Obama’s Overlooked Challenge to Muslims

The president has a more realistic and tragic understanding of the dysfunctions afflicting Islam than his critics acknowledge.

Indian Muslims protest against ISIS after the Paris attacks. (Manish Swarup / AP)

Earlier this week, Barack Obama, eager to pivot to Asia (and who wouldn’t be?), held a press conference in Turkey that was notable for the repetitive and sometimes-posturing nature of the questions asked of him, and also for the frustrations he occasionally vented. His condemnation of certain Republicans for their retrograde and analytically deficient understanding of the Syrian refugee crisis received a good deal of attention (and criticism), but the president’s comments about the responsibilities of Muslims in the current struggle—comments a) that cut against the grain of what we’ve been conditioned to expect from him, and b) that he went out of his way to make—received comparatively little attention.

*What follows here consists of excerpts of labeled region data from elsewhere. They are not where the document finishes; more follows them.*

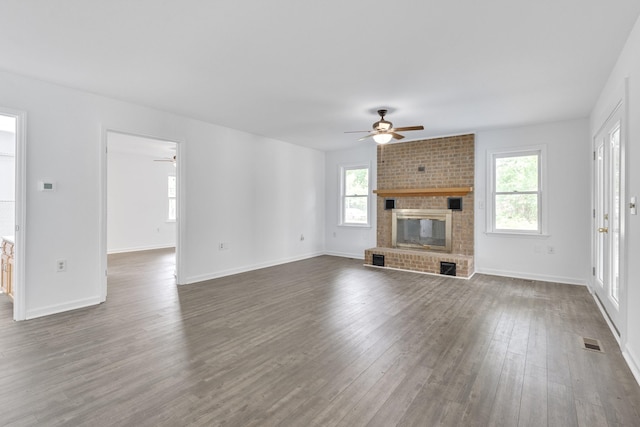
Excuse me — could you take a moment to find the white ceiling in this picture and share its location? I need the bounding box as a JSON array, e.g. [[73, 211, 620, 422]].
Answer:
[[0, 0, 640, 150]]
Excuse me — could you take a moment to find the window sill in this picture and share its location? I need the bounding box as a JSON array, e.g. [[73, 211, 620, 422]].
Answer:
[[484, 231, 551, 239], [338, 224, 371, 228]]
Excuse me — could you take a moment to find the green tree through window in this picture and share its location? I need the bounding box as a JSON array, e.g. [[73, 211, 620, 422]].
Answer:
[[342, 166, 369, 225], [493, 152, 540, 232]]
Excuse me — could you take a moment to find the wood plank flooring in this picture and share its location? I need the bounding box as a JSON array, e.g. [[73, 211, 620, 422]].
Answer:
[[0, 250, 640, 427]]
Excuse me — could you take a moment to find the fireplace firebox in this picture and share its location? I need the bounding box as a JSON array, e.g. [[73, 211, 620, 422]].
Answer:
[[391, 209, 452, 252]]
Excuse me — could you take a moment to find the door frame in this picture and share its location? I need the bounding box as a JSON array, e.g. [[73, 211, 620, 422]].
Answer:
[[589, 85, 629, 348], [0, 107, 27, 320], [99, 126, 186, 302]]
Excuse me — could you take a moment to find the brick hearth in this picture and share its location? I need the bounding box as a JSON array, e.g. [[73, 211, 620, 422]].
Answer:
[[365, 134, 475, 277]]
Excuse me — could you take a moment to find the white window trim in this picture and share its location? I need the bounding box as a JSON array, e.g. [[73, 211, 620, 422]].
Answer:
[[485, 144, 549, 238], [338, 162, 372, 228]]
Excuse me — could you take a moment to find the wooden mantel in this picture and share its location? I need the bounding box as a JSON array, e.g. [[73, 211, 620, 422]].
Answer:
[[373, 187, 473, 197]]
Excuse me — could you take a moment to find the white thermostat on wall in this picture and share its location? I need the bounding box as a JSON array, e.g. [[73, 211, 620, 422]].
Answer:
[[38, 180, 56, 191]]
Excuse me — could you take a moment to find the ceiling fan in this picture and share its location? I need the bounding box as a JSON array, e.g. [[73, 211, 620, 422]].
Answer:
[[345, 110, 424, 144]]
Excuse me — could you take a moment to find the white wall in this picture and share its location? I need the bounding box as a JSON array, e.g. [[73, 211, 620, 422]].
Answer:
[[0, 72, 325, 318], [475, 119, 591, 285], [590, 13, 640, 382], [325, 141, 377, 259], [107, 145, 176, 253]]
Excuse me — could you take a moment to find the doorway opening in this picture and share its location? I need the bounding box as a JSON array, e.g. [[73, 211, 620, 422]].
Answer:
[[103, 131, 180, 300], [593, 101, 626, 337], [0, 108, 26, 320]]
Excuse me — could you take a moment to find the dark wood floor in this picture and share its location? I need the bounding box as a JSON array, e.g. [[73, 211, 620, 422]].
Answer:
[[0, 251, 640, 427]]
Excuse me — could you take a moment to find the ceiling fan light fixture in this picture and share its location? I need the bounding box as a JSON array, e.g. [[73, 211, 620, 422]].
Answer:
[[373, 133, 393, 144]]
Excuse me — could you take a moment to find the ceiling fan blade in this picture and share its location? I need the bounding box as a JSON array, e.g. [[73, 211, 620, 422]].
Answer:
[[392, 126, 424, 132]]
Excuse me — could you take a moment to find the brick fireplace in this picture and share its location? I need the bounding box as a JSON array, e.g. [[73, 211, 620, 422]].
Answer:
[[365, 134, 475, 278]]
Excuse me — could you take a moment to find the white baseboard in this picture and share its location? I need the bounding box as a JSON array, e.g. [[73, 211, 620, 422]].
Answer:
[[107, 244, 176, 254], [180, 252, 324, 285], [622, 347, 640, 385], [324, 251, 364, 259], [476, 268, 587, 286], [26, 296, 102, 320]]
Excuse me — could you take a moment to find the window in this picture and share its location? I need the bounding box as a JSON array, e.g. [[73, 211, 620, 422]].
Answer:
[[167, 175, 176, 221], [488, 147, 545, 234], [340, 165, 369, 226]]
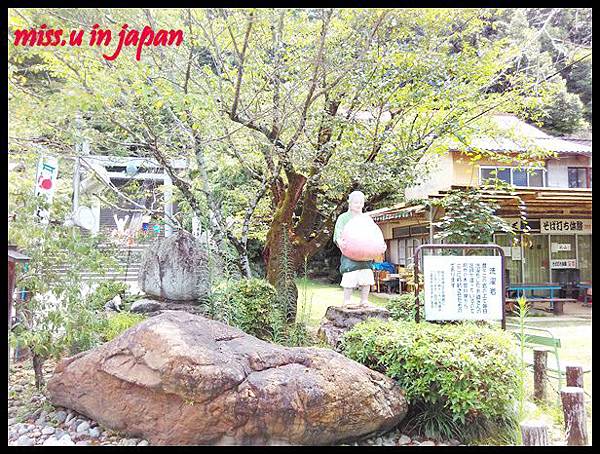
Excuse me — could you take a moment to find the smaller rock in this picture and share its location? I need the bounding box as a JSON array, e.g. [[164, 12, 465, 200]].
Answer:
[[77, 421, 90, 433], [397, 435, 412, 445], [122, 438, 140, 446], [16, 435, 33, 446], [104, 295, 122, 312], [53, 410, 67, 424], [130, 298, 162, 314], [42, 426, 56, 435], [42, 434, 75, 446]]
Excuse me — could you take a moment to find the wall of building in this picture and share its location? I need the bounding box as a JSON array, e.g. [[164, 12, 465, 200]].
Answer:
[[405, 153, 453, 200], [546, 156, 591, 188]]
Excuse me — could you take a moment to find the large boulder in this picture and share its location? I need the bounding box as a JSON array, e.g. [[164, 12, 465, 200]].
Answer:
[[138, 230, 209, 301], [48, 311, 407, 445], [317, 304, 390, 350]]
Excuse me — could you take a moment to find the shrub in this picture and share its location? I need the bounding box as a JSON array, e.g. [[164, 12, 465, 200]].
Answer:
[[342, 320, 518, 441], [214, 279, 284, 340], [386, 292, 425, 321], [87, 281, 129, 310], [102, 312, 146, 342]]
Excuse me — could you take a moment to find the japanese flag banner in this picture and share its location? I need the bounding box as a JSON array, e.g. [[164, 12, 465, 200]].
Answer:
[[35, 156, 58, 222]]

These comments, posted at length below, suggest that Obama has a more realistic, and tragic, sense of the dysfunctions afflicting Muslim civilization than his detractors acknowledge, and they represent a challenge to those who cry “Islamophobia” whenever the suggestion is made that the umma, the worldwide community of Muslims, has a collective responsibility to suppress extremism.

Here are the relevant passages from Obama’s press conference (my emphasis added):

[T]o the degree that anyone would equate the terrible actions that took place in Paris with the views of Islam, those kinds of stereotypes are counterproductive. They’re wrong. They will lead, I think, to greater recruitment into terrorist organizations over time if this becomes somehow defined as a Muslim problem as opposed to a terrorist problem.

Now, what is also true is, is that the most vicious terrorist organizations at the moment are ones that claim to be speaking on behalf of true Muslims. And I do think that Muslims around the world—religious leaders, political leaders, ordinary people—have to ask very serious questions about how did these extremist ideologies take root, even if it’s only affecting a very small fraction of the population. It is real and it is dangerous. And it has built up over time, and with social media it has now accelerated.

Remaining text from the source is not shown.